The debt ratio would rise from a current 32 percent to “mid 50” percent if it takes 100 percent of Macarthur shares — remaining within target, he said.
Peabody stock recovered some ground and closed down 3.1 percent at $39.66. ArcelorMittal shares, down more than 40 percent from the time of the bid in July, closed almost 2 percent weaker, underperforming basic resources peers .SXPP battered by worries over Europe.
Peabody and ArcelorMittal, which bid A$16 per share for the coal miner, had said on Monday they already had a relevant interest in about 59.85 percent of the shares.
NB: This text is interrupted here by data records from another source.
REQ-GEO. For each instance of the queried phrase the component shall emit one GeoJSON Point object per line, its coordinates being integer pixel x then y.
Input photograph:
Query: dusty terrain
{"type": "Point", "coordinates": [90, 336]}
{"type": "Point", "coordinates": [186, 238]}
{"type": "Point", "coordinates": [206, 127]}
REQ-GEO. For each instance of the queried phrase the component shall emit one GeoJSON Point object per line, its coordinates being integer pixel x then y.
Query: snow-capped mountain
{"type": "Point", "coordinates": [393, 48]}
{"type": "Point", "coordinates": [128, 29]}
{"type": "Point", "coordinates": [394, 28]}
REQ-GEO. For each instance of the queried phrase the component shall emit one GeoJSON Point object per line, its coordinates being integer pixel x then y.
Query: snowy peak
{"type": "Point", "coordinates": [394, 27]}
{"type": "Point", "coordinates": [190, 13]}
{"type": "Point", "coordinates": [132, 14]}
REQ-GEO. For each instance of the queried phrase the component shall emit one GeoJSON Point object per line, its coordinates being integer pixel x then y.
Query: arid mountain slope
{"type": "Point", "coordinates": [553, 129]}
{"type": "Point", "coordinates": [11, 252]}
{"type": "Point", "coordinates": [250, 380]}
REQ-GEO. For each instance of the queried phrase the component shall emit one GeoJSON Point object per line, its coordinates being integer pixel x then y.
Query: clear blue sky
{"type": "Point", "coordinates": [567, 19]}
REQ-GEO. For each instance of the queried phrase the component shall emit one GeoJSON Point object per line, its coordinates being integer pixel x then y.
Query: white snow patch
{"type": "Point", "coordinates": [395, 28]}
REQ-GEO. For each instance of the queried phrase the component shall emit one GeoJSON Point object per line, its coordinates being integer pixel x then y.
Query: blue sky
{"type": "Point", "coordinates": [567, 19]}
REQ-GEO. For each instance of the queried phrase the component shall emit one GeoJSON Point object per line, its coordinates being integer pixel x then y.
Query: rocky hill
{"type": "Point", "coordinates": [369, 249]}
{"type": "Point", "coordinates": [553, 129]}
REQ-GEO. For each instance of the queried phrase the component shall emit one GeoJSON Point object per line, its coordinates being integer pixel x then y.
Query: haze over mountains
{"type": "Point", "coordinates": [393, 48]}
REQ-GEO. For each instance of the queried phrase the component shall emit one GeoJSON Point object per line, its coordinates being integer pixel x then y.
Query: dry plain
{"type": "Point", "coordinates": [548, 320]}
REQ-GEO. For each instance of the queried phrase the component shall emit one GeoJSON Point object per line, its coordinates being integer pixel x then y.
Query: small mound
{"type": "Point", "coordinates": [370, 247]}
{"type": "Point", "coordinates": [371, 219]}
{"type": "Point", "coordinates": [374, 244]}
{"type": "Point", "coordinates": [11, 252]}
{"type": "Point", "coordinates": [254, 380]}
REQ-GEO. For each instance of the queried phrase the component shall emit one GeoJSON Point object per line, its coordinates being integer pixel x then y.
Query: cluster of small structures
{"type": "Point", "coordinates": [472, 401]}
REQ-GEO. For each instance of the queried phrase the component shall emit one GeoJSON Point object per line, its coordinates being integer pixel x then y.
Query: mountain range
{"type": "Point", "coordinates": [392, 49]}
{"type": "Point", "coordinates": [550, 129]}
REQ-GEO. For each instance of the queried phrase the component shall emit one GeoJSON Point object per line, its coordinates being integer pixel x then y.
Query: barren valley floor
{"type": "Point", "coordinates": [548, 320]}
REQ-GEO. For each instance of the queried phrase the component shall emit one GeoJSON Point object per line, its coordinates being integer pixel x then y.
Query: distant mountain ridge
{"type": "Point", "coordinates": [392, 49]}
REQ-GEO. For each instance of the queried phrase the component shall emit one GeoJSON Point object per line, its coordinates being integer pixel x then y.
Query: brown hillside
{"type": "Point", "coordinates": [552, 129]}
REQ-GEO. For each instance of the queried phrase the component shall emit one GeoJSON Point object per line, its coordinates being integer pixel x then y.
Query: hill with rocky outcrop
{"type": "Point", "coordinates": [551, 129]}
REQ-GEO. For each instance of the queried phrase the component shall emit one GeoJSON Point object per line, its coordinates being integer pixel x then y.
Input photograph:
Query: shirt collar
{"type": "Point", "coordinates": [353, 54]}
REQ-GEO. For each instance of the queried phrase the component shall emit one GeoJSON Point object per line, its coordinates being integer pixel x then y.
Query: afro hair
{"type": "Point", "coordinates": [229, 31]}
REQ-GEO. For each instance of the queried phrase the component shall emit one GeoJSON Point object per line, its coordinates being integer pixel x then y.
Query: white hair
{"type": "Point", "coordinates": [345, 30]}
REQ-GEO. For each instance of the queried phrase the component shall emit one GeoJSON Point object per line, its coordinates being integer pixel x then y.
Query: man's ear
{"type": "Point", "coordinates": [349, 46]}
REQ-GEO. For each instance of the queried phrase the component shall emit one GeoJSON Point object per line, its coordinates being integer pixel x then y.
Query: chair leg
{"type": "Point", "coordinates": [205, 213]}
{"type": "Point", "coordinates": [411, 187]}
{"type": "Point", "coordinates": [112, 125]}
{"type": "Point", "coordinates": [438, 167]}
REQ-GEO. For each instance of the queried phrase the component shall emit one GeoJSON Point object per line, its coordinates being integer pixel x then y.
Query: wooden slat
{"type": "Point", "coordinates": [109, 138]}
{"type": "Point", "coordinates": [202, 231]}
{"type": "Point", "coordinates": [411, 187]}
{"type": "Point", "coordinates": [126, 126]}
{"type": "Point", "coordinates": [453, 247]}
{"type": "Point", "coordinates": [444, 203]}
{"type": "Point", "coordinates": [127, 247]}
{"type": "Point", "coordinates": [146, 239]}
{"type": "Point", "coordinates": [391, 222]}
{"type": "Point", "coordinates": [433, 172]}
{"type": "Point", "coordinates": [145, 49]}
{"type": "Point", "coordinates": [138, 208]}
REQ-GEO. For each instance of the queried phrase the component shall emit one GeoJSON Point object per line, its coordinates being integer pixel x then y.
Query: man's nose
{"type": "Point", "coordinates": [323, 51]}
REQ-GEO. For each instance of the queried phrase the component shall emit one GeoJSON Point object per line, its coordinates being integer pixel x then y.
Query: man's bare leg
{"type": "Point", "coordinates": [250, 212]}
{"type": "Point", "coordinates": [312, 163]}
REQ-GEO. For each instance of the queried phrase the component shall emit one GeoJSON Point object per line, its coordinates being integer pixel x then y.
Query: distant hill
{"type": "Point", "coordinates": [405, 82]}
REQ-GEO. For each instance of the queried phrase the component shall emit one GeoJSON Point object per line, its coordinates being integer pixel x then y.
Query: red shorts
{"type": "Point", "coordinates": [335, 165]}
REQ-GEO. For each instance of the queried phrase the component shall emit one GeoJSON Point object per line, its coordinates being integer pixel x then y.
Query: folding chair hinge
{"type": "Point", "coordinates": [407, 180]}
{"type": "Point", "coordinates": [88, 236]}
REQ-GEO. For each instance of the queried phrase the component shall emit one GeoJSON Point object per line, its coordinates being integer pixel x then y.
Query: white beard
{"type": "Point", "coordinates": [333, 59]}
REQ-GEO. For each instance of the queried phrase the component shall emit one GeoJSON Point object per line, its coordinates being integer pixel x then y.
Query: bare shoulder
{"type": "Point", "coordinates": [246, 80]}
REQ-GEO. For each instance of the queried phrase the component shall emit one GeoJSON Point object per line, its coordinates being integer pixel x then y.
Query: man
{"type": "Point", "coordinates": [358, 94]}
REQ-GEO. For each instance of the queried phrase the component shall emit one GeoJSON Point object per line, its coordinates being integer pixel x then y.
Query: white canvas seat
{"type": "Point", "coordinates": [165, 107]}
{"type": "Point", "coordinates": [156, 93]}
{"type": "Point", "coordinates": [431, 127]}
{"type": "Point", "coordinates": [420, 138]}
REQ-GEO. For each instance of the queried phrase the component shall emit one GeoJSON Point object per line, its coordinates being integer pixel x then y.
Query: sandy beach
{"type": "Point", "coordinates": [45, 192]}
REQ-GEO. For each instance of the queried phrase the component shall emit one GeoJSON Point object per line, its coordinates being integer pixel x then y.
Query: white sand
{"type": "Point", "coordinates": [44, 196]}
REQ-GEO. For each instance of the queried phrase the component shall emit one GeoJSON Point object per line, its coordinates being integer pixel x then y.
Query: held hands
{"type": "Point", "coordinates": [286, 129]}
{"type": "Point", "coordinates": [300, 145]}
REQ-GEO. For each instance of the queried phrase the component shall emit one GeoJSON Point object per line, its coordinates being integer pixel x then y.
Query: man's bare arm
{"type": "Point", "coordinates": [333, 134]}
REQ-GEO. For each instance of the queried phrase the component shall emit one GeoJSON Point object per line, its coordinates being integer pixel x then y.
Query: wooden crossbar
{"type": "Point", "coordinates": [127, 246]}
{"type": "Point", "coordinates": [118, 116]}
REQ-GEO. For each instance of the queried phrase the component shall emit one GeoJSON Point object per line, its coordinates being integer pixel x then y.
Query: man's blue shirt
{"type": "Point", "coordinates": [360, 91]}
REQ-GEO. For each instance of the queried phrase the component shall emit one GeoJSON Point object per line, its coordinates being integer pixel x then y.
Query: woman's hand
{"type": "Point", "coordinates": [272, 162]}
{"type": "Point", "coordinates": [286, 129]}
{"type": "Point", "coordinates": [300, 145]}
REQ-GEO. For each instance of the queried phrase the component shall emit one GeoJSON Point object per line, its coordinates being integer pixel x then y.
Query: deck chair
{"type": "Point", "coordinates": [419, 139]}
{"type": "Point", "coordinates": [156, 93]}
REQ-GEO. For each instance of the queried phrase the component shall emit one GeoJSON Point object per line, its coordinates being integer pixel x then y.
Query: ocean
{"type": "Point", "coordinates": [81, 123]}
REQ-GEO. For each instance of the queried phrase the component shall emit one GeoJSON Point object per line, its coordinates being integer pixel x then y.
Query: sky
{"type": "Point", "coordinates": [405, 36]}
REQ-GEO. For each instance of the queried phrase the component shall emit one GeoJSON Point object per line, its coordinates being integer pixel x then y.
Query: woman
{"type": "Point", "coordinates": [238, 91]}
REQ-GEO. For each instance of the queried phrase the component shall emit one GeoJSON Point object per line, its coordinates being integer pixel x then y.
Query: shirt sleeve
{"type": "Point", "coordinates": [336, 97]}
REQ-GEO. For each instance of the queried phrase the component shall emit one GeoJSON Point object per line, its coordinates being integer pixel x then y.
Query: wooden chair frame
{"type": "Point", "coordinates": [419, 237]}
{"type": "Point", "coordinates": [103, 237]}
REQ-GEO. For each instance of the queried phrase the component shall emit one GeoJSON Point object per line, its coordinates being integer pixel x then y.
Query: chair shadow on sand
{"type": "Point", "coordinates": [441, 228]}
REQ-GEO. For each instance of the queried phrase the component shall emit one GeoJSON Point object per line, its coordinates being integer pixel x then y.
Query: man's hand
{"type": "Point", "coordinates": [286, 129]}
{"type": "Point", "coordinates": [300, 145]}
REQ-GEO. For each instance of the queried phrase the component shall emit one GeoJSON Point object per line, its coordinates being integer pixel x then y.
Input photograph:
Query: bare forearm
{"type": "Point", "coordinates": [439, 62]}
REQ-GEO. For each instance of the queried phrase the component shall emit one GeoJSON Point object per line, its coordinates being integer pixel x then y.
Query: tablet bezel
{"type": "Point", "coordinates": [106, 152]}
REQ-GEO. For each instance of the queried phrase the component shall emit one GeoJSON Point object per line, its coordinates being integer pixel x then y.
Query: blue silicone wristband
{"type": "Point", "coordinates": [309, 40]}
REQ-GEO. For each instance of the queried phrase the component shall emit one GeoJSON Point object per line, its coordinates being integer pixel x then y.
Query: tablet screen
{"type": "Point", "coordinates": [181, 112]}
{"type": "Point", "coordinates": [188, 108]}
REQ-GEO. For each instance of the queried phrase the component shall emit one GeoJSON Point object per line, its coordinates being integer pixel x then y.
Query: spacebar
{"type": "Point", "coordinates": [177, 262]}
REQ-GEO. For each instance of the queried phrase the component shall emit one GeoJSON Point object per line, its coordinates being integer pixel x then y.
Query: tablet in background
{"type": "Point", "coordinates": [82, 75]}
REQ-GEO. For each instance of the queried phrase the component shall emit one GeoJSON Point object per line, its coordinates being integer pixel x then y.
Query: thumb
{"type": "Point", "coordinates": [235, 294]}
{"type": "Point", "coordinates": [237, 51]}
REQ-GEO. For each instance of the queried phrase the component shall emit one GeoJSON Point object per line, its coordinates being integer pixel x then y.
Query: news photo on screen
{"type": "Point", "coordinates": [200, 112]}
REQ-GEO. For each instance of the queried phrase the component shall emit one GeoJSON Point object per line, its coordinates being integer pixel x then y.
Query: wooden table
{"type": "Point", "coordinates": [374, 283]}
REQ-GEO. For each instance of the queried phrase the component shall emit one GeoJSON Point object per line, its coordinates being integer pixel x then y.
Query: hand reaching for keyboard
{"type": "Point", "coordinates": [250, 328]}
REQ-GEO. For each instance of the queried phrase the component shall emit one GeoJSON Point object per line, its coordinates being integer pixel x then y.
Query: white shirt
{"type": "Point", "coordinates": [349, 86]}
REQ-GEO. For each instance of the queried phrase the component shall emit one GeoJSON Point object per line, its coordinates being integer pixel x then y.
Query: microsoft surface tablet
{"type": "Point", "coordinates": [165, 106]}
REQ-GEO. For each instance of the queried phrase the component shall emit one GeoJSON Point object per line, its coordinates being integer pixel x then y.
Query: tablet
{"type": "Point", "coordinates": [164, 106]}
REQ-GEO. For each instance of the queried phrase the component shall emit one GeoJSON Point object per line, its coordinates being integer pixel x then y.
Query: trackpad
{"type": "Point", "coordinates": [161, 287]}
The terms of the bid foresee an increase of the bid price to A$16.25 if more than 90 percent of Macarthur’s shares are tendered — a possibility after China’s Citic backed the bid on Friday. Citic and subsidiary Citic Resources Holdings (1205.HK) held a combined 25.2 percent in Macarthur.
Top shareholder Citic had been a major stumbling block in 2010, when Peabody made a thwarted, solo move on Macarthur.
ArcelorMittal already held 16 percent in Macarthur before the joint bid and would have faced only moderate spend without Citic’s acceptance. With Citic backing the bid, it faced a cash outflow of some $1.2 billion.
Arcelor said on Tuesday that in the face of the high take-up, it preferred to invest elsewhere.
“ArcelorMittal considers that the capital commitment that would be required to retain its Macarthur interest and grow it materially further exceeds what is appropriate to allocate to a business that ArcelorMittal does not fully control and consolidate,” the group said in a statement.
Shares in Macarthur’s peers have dropped heavily in recent months, along with the battered equity markets, with most of its rivals losing as much as 40 to 50 percent of their market value — making the Macarthur premium even harder to justify.
“I am very surprised. I think Peabody would still do a cash and stock deal. But it does strain their balance sheet a bit,” said Meredith Bandy, analyst at BMO Capital Markets.
“It seems to be indicating that they are overpaying for MacArthur.”
Some analysts welcomed ArcelorMittal’s restraint, but others fretted over what it could mean for expectations of demand, as Arcelor has pursued a policy of pushing into mining to get direct access to the materials it needs to make steel.
“Given the recent steel price sell-off and deterioration in macro environment, this may perhaps be a sign that they are deeply concerned about the cycle,” Credit Suisse said.
Peabody’s acquisition of Macarthur will give it control of the world’s top producer of pulverized coal as demand for steel-making materials holds up in Australia’s key coal market, China.
“ArcelorMittal’s decision accelerates our ability to realize synergies, integrate the operations and benefit from results,” Peabody Chief Executive Gregory Boyce said.
Boyce welcomed the news but denied any rift with Arcelor — seen initially as an explanation for the surprise departure.
Macarthur named Eric Ford, Peabody Energy’s Chief Operating Officer, as its new chairman on Wednesday, while Julian Thornton was named Chief Executive. Thornton was previously head of Peabody Energy Australia.
The Macarthur deal is the latest in a string of acquisitions in Australian coal, as firms snap up mines positioned to feed off demand from Asian steel mills, while M&A interest in coal globally is increasing as share prices and valuations weaken.
Peabody has long been circling Macarthur but its previous efforts have failed, with a bid last year collapsing after Peabody cut its offer, blaming a new government mine tax.
The last remaining major shareholder in Macarthur yet to accept the Peabody offer is South Korean steelmaker POSCO (005490.KS), which owns a 7.25 percent stake.
Chung Jae-woong, POSCO spokesman in Seoul, said the company has not considered selling its stake in Macarthur.
Peabody said in Tuesday’s statement that it would now own 100 percent in PEAMCoal, as a result of Arcelor’s exit, and become owner of all the Macarthur shares that are tendered.
Under the terms of its deal with Peabody, ArcelorMittal must continue funding PEAMCoal for a further 90 days.